To be fair, I've been detained at airports, by those grocery store scanners at the check-out, walking through security with my car keys, and paying bills.....
Snarkingly,
BR
You've already started, haven't you?
I guess that explains it all.
You had me laughing my ass off this afternoon. Very, very funny!
A fantastically funny piece! Really made my day.
;)
Monte
this is great, I mean, for being the worst! Ha ha ha ha ha haaaaaahhhhhhhhhhhh! (wine out the nose)
It was a day-trip adventure from our home in Antwerp. My younger sister collected beer glasses from every country. The huffy owner of the pub (after leaving the tour) would not sell her one of their gold-rimmed, exquisite beer glasses.

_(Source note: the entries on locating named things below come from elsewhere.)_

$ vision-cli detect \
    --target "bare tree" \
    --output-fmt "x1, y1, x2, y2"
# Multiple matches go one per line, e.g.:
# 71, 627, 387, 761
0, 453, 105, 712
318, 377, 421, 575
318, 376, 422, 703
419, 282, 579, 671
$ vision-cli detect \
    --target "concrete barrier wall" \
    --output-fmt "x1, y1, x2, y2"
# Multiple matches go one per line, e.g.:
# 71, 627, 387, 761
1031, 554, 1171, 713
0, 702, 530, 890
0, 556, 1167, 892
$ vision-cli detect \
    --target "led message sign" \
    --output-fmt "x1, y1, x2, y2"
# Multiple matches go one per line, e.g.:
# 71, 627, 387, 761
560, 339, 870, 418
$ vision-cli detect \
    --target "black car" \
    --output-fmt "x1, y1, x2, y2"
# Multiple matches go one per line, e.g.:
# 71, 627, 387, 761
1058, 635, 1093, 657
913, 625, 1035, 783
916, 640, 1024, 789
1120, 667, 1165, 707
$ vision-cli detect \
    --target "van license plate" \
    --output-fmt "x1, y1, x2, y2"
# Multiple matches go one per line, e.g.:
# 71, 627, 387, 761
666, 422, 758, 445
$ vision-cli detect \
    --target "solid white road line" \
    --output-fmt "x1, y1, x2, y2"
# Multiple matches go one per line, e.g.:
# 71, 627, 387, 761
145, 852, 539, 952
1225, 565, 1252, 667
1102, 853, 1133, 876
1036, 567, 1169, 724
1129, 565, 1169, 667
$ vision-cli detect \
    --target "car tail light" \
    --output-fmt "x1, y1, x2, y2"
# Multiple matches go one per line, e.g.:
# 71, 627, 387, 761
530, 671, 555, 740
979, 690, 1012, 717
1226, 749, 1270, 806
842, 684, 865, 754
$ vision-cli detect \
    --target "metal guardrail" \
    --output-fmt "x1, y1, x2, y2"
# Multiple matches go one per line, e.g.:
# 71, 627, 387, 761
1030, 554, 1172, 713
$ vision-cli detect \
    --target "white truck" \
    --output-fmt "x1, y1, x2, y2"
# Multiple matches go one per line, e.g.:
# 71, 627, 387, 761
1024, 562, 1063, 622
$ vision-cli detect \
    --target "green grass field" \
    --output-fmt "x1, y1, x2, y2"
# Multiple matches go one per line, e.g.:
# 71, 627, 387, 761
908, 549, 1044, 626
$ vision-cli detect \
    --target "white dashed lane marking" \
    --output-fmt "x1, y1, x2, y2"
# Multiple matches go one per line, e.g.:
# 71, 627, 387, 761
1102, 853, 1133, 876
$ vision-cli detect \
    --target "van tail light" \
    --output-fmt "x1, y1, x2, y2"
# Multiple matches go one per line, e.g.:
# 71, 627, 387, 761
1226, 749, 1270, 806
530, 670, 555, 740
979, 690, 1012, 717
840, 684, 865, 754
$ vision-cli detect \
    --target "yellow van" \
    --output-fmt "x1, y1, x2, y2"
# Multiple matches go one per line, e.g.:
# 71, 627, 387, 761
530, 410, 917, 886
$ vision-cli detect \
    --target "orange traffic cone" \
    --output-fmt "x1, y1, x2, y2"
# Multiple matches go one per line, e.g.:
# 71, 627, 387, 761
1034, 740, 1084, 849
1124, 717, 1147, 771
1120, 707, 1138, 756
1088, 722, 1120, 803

The beer was great, but the conversation left a bitter taste and memory.
By our fifth date, she felt confident enough to lead me into her house and into her basement which looked like a pure recreation of a dungeon during the Spanish inquisition.
If there was ever a time to fight for teacher's salaries, I felt confident that we had a solid case study.
apology for knocking that brass thing into the back of Ya noggin.
remember when we played the orchestra directors bamboo flute?
thee hippy harpie happy ride via meadows in a farm pickup truck?
you were better fun than spending time in the musical concert hall.
Well, except for my own kids. With them, it isn't the least bit funny. :-D
Thumbed for #14. Did you make that face as well?
Good wishes for your legal woes.
BR
I remember all of that like it was yesterday - the tub, the tuba, the hayride, the fluke, er, flute...No need to apologize; they only had to remove the entire left side of my brain from the trauma-tubbies, but hey, the sound was worth it, wasn't it?
Thanks for the memories,
BR ;
Love it!!! (late getting here but I made it)..
I may have to try this one...
After I confessed to number 14, I've noticed I do that farrrr more than I realized.